4 messages · Ben Bolker, Kirill Müller, Taras Zakharko +1 more

#
I have a problem/annoyance with students who are working on MacOS and 
sharing Git repositories with data file and code where the strings used 
in their code to designate the data files are not case-matched to the 
actual names of the files on disk.  They don't notice this because 
they're using a case-insensitive file system on MacOS, but it bites me 
when I try to run the code on my Linux system.

   I can of course tell them to be more careful, but: is there any kind 
of programmatic check for this that they could use when testing their 
code before submission? (Students are not super-technically savvy, so 
telling them to adjust the properties of their file systems, even if 
it's something that's possible, is not a realistic option; neither is 
telling them to use GitHub Actions to run checks elsewhere ...)

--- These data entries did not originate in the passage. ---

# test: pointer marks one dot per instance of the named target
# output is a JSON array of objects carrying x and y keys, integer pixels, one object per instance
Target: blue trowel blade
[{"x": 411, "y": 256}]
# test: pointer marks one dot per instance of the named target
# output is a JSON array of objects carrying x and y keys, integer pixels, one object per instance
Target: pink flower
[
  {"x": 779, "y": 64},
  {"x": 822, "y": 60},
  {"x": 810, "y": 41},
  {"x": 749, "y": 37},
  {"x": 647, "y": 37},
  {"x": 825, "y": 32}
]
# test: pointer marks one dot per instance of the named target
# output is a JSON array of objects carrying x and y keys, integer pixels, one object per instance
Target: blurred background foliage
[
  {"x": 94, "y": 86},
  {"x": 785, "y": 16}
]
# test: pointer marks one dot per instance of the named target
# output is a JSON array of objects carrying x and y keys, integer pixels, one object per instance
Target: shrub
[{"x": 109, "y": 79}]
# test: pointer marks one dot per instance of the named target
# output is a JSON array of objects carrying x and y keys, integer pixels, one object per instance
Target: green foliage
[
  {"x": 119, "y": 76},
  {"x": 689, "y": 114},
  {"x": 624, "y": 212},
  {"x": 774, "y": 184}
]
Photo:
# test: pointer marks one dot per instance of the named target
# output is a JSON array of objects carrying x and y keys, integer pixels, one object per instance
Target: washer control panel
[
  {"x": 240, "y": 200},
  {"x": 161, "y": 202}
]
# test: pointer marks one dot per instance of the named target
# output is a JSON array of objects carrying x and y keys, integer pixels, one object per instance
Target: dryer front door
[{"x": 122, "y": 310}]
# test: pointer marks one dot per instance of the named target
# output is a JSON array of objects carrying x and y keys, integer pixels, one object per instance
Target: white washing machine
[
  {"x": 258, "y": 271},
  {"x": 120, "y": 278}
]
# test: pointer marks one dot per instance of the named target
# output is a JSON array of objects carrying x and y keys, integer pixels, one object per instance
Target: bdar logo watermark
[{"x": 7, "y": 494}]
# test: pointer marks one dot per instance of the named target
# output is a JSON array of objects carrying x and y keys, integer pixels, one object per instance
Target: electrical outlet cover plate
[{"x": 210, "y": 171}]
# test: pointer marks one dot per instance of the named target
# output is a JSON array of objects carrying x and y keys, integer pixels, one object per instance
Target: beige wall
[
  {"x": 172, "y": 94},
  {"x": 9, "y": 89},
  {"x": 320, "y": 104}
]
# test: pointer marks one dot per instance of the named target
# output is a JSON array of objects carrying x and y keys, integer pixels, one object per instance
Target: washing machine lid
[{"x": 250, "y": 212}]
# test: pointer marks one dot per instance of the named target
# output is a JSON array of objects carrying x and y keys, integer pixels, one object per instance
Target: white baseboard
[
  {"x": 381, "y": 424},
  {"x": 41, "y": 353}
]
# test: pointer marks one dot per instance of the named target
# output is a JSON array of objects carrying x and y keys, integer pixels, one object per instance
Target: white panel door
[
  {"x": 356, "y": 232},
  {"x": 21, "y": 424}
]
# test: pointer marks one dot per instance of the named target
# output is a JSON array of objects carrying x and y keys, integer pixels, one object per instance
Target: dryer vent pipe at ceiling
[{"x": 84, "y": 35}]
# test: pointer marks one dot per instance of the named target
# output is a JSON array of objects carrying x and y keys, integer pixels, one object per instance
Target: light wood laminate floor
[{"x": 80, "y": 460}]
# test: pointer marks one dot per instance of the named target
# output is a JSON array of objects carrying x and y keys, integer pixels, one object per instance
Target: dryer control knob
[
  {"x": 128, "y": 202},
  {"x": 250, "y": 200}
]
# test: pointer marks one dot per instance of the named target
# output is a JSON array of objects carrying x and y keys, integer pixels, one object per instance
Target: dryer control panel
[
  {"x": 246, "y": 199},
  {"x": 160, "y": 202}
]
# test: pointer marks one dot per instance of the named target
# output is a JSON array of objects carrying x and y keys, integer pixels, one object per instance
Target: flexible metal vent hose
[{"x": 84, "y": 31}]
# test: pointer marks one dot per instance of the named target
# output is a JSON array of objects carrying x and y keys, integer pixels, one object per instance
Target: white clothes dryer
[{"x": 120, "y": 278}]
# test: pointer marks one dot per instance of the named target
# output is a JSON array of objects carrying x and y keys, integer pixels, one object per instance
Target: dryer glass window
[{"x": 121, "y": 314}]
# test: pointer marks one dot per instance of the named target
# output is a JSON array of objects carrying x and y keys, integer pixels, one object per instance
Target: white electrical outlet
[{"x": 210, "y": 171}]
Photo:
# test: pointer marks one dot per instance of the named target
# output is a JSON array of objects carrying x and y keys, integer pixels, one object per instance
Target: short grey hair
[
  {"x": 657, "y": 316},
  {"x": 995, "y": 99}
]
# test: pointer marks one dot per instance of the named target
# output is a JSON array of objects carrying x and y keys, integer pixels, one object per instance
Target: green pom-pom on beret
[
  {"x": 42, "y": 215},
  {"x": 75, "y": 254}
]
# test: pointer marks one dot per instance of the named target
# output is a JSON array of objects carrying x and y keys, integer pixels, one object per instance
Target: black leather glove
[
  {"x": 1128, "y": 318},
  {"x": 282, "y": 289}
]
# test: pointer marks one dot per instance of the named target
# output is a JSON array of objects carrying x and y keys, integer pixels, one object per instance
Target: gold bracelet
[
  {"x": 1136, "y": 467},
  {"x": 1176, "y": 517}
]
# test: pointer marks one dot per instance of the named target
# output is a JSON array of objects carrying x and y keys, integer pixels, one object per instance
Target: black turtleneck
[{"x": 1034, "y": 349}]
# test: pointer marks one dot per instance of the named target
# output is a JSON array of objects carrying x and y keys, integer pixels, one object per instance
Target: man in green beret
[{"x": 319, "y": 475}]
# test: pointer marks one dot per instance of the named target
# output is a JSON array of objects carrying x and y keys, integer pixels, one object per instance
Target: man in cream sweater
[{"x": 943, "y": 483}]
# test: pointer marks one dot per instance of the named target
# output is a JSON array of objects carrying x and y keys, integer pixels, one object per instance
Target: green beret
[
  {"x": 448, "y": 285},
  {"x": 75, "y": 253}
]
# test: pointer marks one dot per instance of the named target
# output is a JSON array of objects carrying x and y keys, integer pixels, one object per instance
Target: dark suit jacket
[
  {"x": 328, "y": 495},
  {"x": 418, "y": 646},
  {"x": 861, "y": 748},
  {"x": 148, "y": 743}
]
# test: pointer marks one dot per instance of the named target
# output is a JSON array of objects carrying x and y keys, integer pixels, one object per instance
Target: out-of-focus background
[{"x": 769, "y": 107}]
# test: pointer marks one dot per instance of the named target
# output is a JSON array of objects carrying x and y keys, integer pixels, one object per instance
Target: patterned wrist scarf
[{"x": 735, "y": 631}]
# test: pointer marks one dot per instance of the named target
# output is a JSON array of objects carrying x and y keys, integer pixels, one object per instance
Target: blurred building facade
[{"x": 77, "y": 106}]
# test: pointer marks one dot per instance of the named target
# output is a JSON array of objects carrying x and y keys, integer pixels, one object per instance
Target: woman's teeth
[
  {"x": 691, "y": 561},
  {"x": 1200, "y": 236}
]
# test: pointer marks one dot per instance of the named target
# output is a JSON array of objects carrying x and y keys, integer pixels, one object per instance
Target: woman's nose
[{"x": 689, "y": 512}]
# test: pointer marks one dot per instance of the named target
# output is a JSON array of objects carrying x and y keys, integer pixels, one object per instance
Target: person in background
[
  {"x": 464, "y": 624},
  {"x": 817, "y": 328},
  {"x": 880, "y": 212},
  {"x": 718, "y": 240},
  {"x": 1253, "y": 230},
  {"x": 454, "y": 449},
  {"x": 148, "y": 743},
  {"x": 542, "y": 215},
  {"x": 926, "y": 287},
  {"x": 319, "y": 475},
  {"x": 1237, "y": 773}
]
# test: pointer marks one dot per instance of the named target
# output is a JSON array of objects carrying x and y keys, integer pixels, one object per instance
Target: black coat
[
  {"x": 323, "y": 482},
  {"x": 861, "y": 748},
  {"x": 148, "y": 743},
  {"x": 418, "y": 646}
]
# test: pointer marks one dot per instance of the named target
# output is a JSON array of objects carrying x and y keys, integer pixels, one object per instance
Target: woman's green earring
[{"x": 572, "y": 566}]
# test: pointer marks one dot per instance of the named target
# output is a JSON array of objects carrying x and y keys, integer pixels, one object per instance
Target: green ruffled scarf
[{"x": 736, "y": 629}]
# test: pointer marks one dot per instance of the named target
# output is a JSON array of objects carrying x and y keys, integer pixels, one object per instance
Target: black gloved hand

   I'm imagining (ideally) some kind of _CHECK_CASE_STRICTLY_ 
environment variable/options setting/etc., but I'd be interested in any 
creative solutions.

   Tangentially related:

https://www.reddit.com/r/MacOS/comments/1ha36y5/macos_apfs_caseinsensitive_and_handling_git_repo/

   cheers
    Ben Bolker
#
Would it be an option for you to use a case-insensitive 
mount/subdirectory on your Linux system?


Best regards

Kirill
On 17.01.2026 21:57, Ben Bolker wrote:
#
Ben,

The way I approach these things is using Github Classrooms and pre-configured Actions. Takes a bit of extra work to set up initially but saves so much time in the long run.

Otherwise, the "classical" solution would be to mandate that all files should have lowercase naming in your rubrics and dock points for violations ? One could provide them with a script that checks that everything in the project folder follows the naming conventions.

I am less convinced that a feasible solution can be found from within R itself.

Best,

Taras
#
Ben,

I don't think there is anything possible on the R side, because R itself just relies on the system calls and there are just way too many ways to access files so it?s impossible to cover them all. The thing you are looking for is when opening an existing file to check if the name on disk matches the name that is open - which in theory you could do if you hijacked the most common syscalls like open/fopen and routed them through that extra logic, but macOS security protection measures are trying to prevent you from doing things like that.

The best I can think of is to give them a script they can run on their Mac which will check out the repo in a case-sensitive temporary volume and run their code there:

# create 256Mb case-sensitive ram disk "GitTest"
diskutil erasevolume APFSX GitTest $(hdiutil attach -nomount ram://524288)

## do the test there
cd /Volumes/GitTest
git clone git at github.com:student/myAssignment.git
cd myAssignment
Rscript -e 'rmardown::render("assignment.Rmd")'

## go home and eject
cd
hdiutil eject /Volumes/GitTest

RAM disk is convenient since you can script it fully, but may be tricky if your data/analysis is very big.